For example, if a customer walked into one branch with a complaint and a week later went to a different branch or went to the same branch but dealt with a different teller, the customer would have to re-explain his or her problem. Whereas referrals, service requests and customer problems used to be faxed from one location to another, BMO is now better able to track these processes through access to a centralized database of client information.
Similarly, Alan Middleton, professor of marketing at York University’s Schulich School of Business, said banking should be about being available where the customer wants the bank to be available.
Technology has played a key role in enabling users to go from ATM to phone to Internet banking said Middleton, who was the panel’s keynote speaker. Middleton, also executive director of Schulich Executive Education Centre, told bank executives to think of banking as a financial iPod.
“Think of what iPod represents to the way we source music,” said Middleton. “Steve Jobs has built the Apple brand around mobility. If you don’t meet that need then other people will.”
But controlling who has access to information and how much of it they have access to presents new concerns around privacy, said Zucco.
“CRM increases the number of eyes that see information,” said Zucco. “It used to be a filing cabinet.”
Privacy of information is protected through corporate policies, access management, passwords, IDs and encryption, said Zucco, adding BMO is moving towards a role-based system that grants access to employees based on their roles within the company.
Access to information is one of the biggest issues banks are worried about said Raj Juneja, sales executive for security management at Computer Associates.
Juneja said events like this help vendors identify opportunities for their products and services in the financial sector. CA has anti-spyware and anti-spam products, for example, to aid banks with identity theft schemes.
“We’re trying to see if we can assist banks by meeting their business needs,” said Juneja.
BMO also has its own privacy office that advises employees on how to interpret privacy regulations such as PIPEDA and accounting requirements governed by Sarbanes-Oxley in the U.S. To that end, Juneja added that compliance is another big issue facing financial institutions today.
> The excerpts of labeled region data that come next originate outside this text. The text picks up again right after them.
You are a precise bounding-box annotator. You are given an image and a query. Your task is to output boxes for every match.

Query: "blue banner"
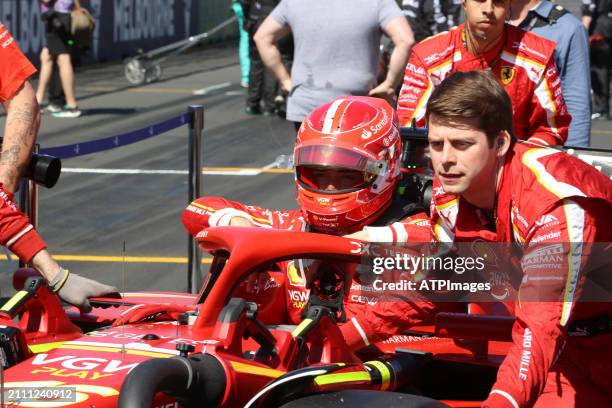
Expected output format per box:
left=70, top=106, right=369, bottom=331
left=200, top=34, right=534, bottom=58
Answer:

“Banks here are tied to the U.S. and are subject to Sarbanes-Oxley,” said Juneja, adding that Royal Bank, for example, owns Centura. “Because of that, they are under scrutiny to make sure they have the appropriate measures in place so that the CEO can say the numbers are right.”
While privacy issues are a concern, Zucco said the implementation also increases security and reduces the number of errors made with a paper-based system.
On the marketing side, the decision engine behind CRM allows BMO to use analytics to determine what the customers’ next product purchase such as a credit card or life event such as buying a car or a house will be.
“It allows us to be much more proactive,” said Zucco.
However, Zucco added that CRM enables BMO to determine what customers do and don’t want to be contacted about.
That’s why Royal Bank has also been investing in this type of infrastructure, said Irene Sobolewski, senior vice-president at RBC.
“We can give the client the choice if they want to show information,” said Sobolewski. “We can also use that information in mass calculations on CRM.”
Ann Cavoukian, Ontario’s Information and Privacy Commissioner, however, said financial institutions should exercise caution when implementing new technologies such as CRM, which involves merging databases across the organization.
“Don’t erode customer’s trust through procedures and technology,” said Cavoukian. She also advised banks to always look at customers for consent.